In some embodiments, the immunofluorescent microsphere is activated, and the specific steps include: dissolving immunofluorescent microsphere in buffer solution 1, ultrasonic treating, adding activator, reacting and centrifuging. Preferred buffer 1 is MES buffer; the PH of the MES buffer solution is 6-6.5; the inventors also tried other buffer formulations during the experiment, and overall the signal values were not as good as those of MES.
Further, the activator is NHS and/or EDC; the final concentration of NHS is 0.02-0.1mg/mL, preferably 0.05mg/mL; the final concentration of EDC is 0.02-0.1mg/mL, preferably 0.05mg/mL.
In some embodiments, the immunofluorescent microsphere is reacted with the activator in the absence of light for a period of 20-60 minutes; preferably 30min.
In some embodiments, after the fluorescent microsphere is subjected to activation treatment, the fluorescent microsphere is subjected to redissolution by using a redissolution reagent 1, an antibody reaction is added, then a blocking reagent is added for blocking treatment, and centrifugation and redissolution by using a redissolution reagent 2 are performed.
Further, the re-dissolving agent 1 is PBS buffer solution.
Further, the reaction time of the immunofluorescent microsphere with the antibody is 2-4 hours, preferably 3 hours.
Further, the blocking reagent was BSA at a concentration of 0.5% (w/v%).
Further, the reconstitution reagent 2 was a PBS buffer containing 0.5% BSA. The inventors have also tried to have different ratios of BSA in the reconstitution reagent 2 during the experiment, wherein the BSA content is too high, e.g. 1%, and the signal value is generally less effective than the low concentration.
Further, the rotational speed of the centrifugation is 10000-20000rpm, preferably 12000-15000 rpm.
In some embodiments, the preparation steps of the immunofluorescent microsphere mixed solution comprising an antibody (e.g., PCT monoclonal antibody 1, MIF monoclonal antibody 1, sTREM-1 monoclonal antibody 1, rabbit IgG antibody) label include:
1) Dissolving fluorescent microspheres in MES buffer solution, centrifuging, and removing supernatant;
2) Adding MES buffer solution, adding an activating agent of NHS and/or EDC, reacting, centrifuging, and removing the supernatant;
3) Adding a redissolution reagent 1 for redissolution, adding an antibody for reaction, centrifuging, and removing the supernatant;
4) Adding a blocking reagent, performing blocking treatment, centrifuging, and removing the supernatant;
5) And adding the redissolution reagent 2 for redissolution again to obtain the mixed solution of the antibody-labeled immunofluorescence microsphere.
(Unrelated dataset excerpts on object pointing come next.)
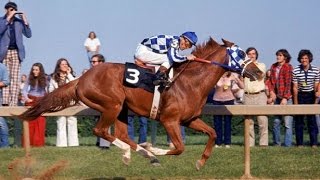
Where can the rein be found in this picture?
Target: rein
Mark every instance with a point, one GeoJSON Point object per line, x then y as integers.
{"type": "Point", "coordinates": [219, 64]}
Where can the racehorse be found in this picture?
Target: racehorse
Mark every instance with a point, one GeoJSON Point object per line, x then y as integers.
{"type": "Point", "coordinates": [102, 89]}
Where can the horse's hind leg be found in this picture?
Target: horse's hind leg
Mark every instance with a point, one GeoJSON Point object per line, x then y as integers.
{"type": "Point", "coordinates": [107, 118]}
{"type": "Point", "coordinates": [201, 126]}
{"type": "Point", "coordinates": [121, 132]}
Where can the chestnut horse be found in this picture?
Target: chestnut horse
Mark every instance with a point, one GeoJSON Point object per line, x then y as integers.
{"type": "Point", "coordinates": [102, 89]}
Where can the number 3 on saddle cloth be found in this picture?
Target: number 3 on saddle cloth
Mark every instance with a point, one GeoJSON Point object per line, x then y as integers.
{"type": "Point", "coordinates": [138, 77]}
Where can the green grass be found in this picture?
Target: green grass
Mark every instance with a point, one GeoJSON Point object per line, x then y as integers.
{"type": "Point", "coordinates": [89, 162]}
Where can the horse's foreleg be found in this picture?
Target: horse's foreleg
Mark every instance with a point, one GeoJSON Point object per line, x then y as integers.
{"type": "Point", "coordinates": [201, 126]}
{"type": "Point", "coordinates": [121, 132]}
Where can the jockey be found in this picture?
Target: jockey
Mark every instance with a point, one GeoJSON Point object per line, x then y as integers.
{"type": "Point", "coordinates": [164, 50]}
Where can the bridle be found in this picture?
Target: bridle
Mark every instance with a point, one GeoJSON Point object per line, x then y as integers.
{"type": "Point", "coordinates": [233, 61]}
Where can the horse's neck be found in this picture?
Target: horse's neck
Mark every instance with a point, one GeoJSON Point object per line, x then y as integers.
{"type": "Point", "coordinates": [201, 78]}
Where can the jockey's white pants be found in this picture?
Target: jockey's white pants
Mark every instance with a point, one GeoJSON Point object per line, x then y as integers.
{"type": "Point", "coordinates": [67, 131]}
{"type": "Point", "coordinates": [149, 57]}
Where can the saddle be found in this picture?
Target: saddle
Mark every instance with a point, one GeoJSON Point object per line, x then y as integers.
{"type": "Point", "coordinates": [141, 64]}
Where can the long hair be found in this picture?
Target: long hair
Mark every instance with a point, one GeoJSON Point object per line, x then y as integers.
{"type": "Point", "coordinates": [56, 74]}
{"type": "Point", "coordinates": [285, 53]}
{"type": "Point", "coordinates": [41, 80]}
{"type": "Point", "coordinates": [304, 52]}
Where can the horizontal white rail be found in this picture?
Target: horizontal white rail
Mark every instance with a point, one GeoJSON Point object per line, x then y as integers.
{"type": "Point", "coordinates": [207, 110]}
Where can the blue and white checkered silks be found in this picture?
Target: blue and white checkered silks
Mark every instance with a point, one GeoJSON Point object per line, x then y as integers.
{"type": "Point", "coordinates": [237, 58]}
{"type": "Point", "coordinates": [161, 43]}
{"type": "Point", "coordinates": [165, 44]}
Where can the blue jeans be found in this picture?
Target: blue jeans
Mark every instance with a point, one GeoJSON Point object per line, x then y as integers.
{"type": "Point", "coordinates": [288, 120]}
{"type": "Point", "coordinates": [143, 127]}
{"type": "Point", "coordinates": [4, 133]}
{"type": "Point", "coordinates": [306, 98]}
{"type": "Point", "coordinates": [223, 134]}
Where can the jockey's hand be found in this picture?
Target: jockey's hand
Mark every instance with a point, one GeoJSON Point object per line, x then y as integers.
{"type": "Point", "coordinates": [191, 57]}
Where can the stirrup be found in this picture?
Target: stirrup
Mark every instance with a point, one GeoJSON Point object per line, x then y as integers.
{"type": "Point", "coordinates": [159, 82]}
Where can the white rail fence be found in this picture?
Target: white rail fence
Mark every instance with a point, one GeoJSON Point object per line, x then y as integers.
{"type": "Point", "coordinates": [245, 110]}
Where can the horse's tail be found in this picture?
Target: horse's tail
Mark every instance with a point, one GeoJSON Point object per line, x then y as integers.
{"type": "Point", "coordinates": [59, 99]}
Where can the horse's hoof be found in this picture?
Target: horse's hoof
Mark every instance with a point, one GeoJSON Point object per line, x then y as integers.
{"type": "Point", "coordinates": [126, 160]}
{"type": "Point", "coordinates": [198, 165]}
{"type": "Point", "coordinates": [155, 162]}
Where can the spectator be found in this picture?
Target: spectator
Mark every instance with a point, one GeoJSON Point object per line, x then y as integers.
{"type": "Point", "coordinates": [12, 53]}
{"type": "Point", "coordinates": [143, 129]}
{"type": "Point", "coordinates": [224, 96]}
{"type": "Point", "coordinates": [96, 60]}
{"type": "Point", "coordinates": [280, 94]}
{"type": "Point", "coordinates": [92, 45]}
{"type": "Point", "coordinates": [254, 94]}
{"type": "Point", "coordinates": [33, 90]}
{"type": "Point", "coordinates": [318, 99]}
{"type": "Point", "coordinates": [67, 129]}
{"type": "Point", "coordinates": [4, 130]}
{"type": "Point", "coordinates": [305, 78]}
{"type": "Point", "coordinates": [22, 83]}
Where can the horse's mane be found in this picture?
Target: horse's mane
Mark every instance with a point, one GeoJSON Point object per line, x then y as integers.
{"type": "Point", "coordinates": [207, 47]}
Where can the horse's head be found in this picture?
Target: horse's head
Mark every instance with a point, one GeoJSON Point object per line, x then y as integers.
{"type": "Point", "coordinates": [240, 62]}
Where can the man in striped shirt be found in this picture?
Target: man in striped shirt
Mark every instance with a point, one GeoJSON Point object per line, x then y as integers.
{"type": "Point", "coordinates": [164, 50]}
{"type": "Point", "coordinates": [305, 79]}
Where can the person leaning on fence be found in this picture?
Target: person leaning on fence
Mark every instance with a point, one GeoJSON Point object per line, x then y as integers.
{"type": "Point", "coordinates": [305, 78]}
{"type": "Point", "coordinates": [67, 128]}
{"type": "Point", "coordinates": [92, 45]}
{"type": "Point", "coordinates": [280, 93]}
{"type": "Point", "coordinates": [13, 26]}
{"type": "Point", "coordinates": [254, 94]}
{"type": "Point", "coordinates": [224, 96]}
{"type": "Point", "coordinates": [34, 89]}
{"type": "Point", "coordinates": [4, 130]}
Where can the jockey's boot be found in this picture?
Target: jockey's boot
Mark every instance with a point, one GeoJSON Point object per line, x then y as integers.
{"type": "Point", "coordinates": [161, 77]}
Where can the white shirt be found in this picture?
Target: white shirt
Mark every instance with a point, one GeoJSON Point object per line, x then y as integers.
{"type": "Point", "coordinates": [92, 44]}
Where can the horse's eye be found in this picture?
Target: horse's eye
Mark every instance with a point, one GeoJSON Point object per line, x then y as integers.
{"type": "Point", "coordinates": [241, 54]}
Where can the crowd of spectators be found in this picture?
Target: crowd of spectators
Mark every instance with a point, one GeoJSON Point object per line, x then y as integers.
{"type": "Point", "coordinates": [283, 85]}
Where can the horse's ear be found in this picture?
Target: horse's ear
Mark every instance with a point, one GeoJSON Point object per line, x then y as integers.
{"type": "Point", "coordinates": [227, 43]}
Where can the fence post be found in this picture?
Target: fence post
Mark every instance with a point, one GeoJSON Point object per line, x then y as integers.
{"type": "Point", "coordinates": [247, 174]}
{"type": "Point", "coordinates": [154, 125]}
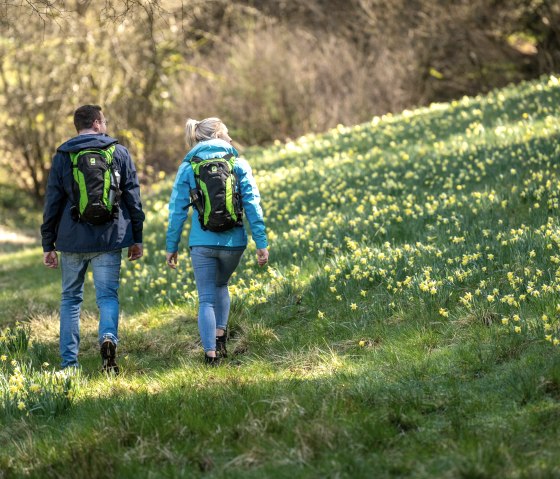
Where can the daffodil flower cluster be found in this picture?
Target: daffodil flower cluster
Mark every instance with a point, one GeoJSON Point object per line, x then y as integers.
{"type": "Point", "coordinates": [451, 209]}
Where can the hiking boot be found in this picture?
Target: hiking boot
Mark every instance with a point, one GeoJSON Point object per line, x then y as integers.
{"type": "Point", "coordinates": [210, 361]}
{"type": "Point", "coordinates": [221, 350]}
{"type": "Point", "coordinates": [109, 355]}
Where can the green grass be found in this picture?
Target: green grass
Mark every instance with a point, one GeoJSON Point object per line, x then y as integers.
{"type": "Point", "coordinates": [407, 325]}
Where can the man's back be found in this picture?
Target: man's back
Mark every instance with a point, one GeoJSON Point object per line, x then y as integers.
{"type": "Point", "coordinates": [60, 230]}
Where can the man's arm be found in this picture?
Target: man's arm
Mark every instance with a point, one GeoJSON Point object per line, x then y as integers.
{"type": "Point", "coordinates": [55, 200]}
{"type": "Point", "coordinates": [130, 187]}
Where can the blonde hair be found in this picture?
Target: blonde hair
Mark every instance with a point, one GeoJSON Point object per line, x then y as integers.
{"type": "Point", "coordinates": [207, 129]}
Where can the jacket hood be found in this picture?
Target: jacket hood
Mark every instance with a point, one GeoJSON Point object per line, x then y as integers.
{"type": "Point", "coordinates": [207, 149]}
{"type": "Point", "coordinates": [81, 142]}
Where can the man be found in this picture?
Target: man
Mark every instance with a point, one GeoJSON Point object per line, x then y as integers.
{"type": "Point", "coordinates": [82, 243]}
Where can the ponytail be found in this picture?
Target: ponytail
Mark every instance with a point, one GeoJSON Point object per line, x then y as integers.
{"type": "Point", "coordinates": [207, 129]}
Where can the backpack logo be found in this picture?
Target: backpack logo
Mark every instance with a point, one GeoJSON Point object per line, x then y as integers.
{"type": "Point", "coordinates": [216, 197]}
{"type": "Point", "coordinates": [96, 186]}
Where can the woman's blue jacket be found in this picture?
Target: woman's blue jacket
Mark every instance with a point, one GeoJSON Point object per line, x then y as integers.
{"type": "Point", "coordinates": [180, 198]}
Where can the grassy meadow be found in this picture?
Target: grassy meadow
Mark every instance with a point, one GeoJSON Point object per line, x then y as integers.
{"type": "Point", "coordinates": [408, 324]}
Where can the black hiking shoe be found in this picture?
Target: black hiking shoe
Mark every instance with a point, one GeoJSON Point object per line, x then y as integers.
{"type": "Point", "coordinates": [221, 350]}
{"type": "Point", "coordinates": [210, 361]}
{"type": "Point", "coordinates": [109, 355]}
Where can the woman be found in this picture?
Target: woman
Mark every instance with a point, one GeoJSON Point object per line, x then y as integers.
{"type": "Point", "coordinates": [215, 255]}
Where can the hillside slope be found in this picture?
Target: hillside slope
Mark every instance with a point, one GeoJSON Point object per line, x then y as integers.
{"type": "Point", "coordinates": [407, 324]}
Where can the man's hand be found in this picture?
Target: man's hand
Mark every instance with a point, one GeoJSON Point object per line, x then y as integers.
{"type": "Point", "coordinates": [135, 251]}
{"type": "Point", "coordinates": [50, 259]}
{"type": "Point", "coordinates": [171, 259]}
{"type": "Point", "coordinates": [262, 256]}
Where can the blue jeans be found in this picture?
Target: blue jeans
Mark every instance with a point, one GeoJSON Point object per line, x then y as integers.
{"type": "Point", "coordinates": [212, 270]}
{"type": "Point", "coordinates": [106, 272]}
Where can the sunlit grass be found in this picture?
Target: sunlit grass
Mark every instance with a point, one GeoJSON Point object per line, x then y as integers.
{"type": "Point", "coordinates": [407, 324]}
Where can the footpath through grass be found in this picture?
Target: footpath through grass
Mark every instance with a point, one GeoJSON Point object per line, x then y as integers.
{"type": "Point", "coordinates": [407, 325]}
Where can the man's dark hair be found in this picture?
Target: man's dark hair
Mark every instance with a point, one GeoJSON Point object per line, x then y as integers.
{"type": "Point", "coordinates": [85, 116]}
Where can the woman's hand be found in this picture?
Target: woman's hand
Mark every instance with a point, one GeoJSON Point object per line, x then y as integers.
{"type": "Point", "coordinates": [262, 256]}
{"type": "Point", "coordinates": [171, 259]}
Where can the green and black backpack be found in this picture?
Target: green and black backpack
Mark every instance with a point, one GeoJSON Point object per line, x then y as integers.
{"type": "Point", "coordinates": [216, 196]}
{"type": "Point", "coordinates": [96, 186]}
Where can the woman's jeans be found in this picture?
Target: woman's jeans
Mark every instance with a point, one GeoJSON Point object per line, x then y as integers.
{"type": "Point", "coordinates": [106, 272]}
{"type": "Point", "coordinates": [212, 270]}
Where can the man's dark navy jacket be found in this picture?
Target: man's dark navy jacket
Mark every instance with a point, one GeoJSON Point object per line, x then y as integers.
{"type": "Point", "coordinates": [59, 231]}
In some embodiments, buffer 1, buffer 2 is an MES buffer; the PH of the MES buffer solution is 6-6.5; preferably pH 6. The inventors also tried other buffer formulations during the experiment, and overall the signal values were not as good as those of MES.
In some embodiments, the activator is selected from NHS and/or EDC; the final concentration of NHS is 0.02-0.1mg/mL, preferably 0.05mg/mL; the final concentration of EDC is 0.02-0.1mg/mL, preferably 0.05mg/mL.
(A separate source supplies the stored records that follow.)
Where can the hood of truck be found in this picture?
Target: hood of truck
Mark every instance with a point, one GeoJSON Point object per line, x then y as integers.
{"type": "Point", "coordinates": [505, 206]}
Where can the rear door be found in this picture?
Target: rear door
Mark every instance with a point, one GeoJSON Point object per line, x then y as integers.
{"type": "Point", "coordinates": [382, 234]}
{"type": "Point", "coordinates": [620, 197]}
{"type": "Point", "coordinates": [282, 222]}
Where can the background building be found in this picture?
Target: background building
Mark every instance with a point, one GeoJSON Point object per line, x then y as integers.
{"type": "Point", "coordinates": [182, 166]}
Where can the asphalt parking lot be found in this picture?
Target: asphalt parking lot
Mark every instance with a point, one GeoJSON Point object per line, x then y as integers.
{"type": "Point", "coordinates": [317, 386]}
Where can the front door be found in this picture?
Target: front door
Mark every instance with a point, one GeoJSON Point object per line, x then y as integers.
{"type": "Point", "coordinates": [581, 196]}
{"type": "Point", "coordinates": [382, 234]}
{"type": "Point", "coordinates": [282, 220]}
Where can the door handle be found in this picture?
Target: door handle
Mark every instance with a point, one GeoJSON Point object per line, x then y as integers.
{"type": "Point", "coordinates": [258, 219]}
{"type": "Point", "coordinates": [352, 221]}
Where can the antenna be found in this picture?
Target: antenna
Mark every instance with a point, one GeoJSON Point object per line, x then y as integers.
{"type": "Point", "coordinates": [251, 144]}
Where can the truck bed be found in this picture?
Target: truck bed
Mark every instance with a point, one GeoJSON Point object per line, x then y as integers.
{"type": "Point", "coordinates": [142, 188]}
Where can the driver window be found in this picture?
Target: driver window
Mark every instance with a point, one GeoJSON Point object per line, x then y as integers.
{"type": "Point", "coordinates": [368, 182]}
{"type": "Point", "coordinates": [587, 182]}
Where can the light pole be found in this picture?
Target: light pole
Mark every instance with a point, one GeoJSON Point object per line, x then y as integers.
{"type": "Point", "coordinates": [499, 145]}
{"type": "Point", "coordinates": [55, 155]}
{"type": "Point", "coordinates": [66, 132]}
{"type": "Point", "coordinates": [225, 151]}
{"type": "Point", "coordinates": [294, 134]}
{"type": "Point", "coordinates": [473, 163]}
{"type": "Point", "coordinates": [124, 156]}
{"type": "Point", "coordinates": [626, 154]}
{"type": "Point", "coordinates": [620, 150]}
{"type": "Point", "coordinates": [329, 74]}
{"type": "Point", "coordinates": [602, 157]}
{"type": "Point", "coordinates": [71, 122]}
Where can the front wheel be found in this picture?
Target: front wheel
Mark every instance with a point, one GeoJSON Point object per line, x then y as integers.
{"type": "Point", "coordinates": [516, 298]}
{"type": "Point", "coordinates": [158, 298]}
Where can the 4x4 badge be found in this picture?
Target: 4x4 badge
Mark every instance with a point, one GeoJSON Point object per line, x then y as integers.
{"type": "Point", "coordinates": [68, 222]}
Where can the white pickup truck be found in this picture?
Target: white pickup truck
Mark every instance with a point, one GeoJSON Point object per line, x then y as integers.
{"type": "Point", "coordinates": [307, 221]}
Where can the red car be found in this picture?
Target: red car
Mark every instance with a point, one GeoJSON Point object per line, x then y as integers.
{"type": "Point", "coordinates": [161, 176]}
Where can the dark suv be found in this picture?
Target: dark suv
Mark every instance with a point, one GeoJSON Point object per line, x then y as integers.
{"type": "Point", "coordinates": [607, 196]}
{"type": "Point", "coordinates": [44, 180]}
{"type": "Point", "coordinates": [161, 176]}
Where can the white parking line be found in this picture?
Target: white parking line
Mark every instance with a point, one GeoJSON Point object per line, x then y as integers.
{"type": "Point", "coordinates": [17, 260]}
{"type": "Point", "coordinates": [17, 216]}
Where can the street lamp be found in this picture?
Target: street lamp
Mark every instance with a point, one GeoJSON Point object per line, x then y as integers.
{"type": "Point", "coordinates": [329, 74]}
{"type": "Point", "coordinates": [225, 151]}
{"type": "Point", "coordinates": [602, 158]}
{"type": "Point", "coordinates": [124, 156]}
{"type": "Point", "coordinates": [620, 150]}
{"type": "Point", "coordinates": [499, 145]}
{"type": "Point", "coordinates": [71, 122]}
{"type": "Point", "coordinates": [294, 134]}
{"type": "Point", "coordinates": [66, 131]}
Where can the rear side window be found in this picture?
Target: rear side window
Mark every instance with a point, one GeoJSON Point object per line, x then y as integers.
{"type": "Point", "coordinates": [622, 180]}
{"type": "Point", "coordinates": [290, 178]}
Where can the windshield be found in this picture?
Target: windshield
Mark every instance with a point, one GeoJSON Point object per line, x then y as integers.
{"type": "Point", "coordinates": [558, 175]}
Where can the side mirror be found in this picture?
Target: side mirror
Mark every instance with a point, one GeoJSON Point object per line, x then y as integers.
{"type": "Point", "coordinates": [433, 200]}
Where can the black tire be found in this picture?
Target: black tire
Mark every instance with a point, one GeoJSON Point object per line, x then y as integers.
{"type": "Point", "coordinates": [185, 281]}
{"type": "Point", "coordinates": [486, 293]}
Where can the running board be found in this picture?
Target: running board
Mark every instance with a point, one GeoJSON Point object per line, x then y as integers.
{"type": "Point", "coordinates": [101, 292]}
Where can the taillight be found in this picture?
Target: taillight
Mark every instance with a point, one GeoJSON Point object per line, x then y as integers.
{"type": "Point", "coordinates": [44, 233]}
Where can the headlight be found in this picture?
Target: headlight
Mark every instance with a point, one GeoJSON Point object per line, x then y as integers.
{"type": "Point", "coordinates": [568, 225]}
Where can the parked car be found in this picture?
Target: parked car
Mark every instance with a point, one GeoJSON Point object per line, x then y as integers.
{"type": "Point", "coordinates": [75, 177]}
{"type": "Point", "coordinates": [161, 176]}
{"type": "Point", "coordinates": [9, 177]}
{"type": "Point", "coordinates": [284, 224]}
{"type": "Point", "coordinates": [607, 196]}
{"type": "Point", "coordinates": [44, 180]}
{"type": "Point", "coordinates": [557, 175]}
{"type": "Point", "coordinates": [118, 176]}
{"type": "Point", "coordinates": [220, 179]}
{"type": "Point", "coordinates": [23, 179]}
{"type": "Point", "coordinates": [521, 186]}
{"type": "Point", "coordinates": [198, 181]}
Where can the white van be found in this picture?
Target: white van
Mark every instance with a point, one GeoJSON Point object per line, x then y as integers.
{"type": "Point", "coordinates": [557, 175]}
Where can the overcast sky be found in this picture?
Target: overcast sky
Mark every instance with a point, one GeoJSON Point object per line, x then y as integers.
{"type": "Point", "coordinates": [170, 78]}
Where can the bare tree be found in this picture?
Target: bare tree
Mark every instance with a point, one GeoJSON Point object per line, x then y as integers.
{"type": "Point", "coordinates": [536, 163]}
In some embodiments, the immunofluorescent microsphere is reacted with the activator in the absence of light for a period of 20-60 minutes; preferably 30min.
In some embodiments, the immunofluorescent microsphere is reacted with the antibody for a period of 2-4 hours, preferably 3 hours.
In some embodiments, the blocking reagent is BSA at a concentration of 0.5% (w/v%).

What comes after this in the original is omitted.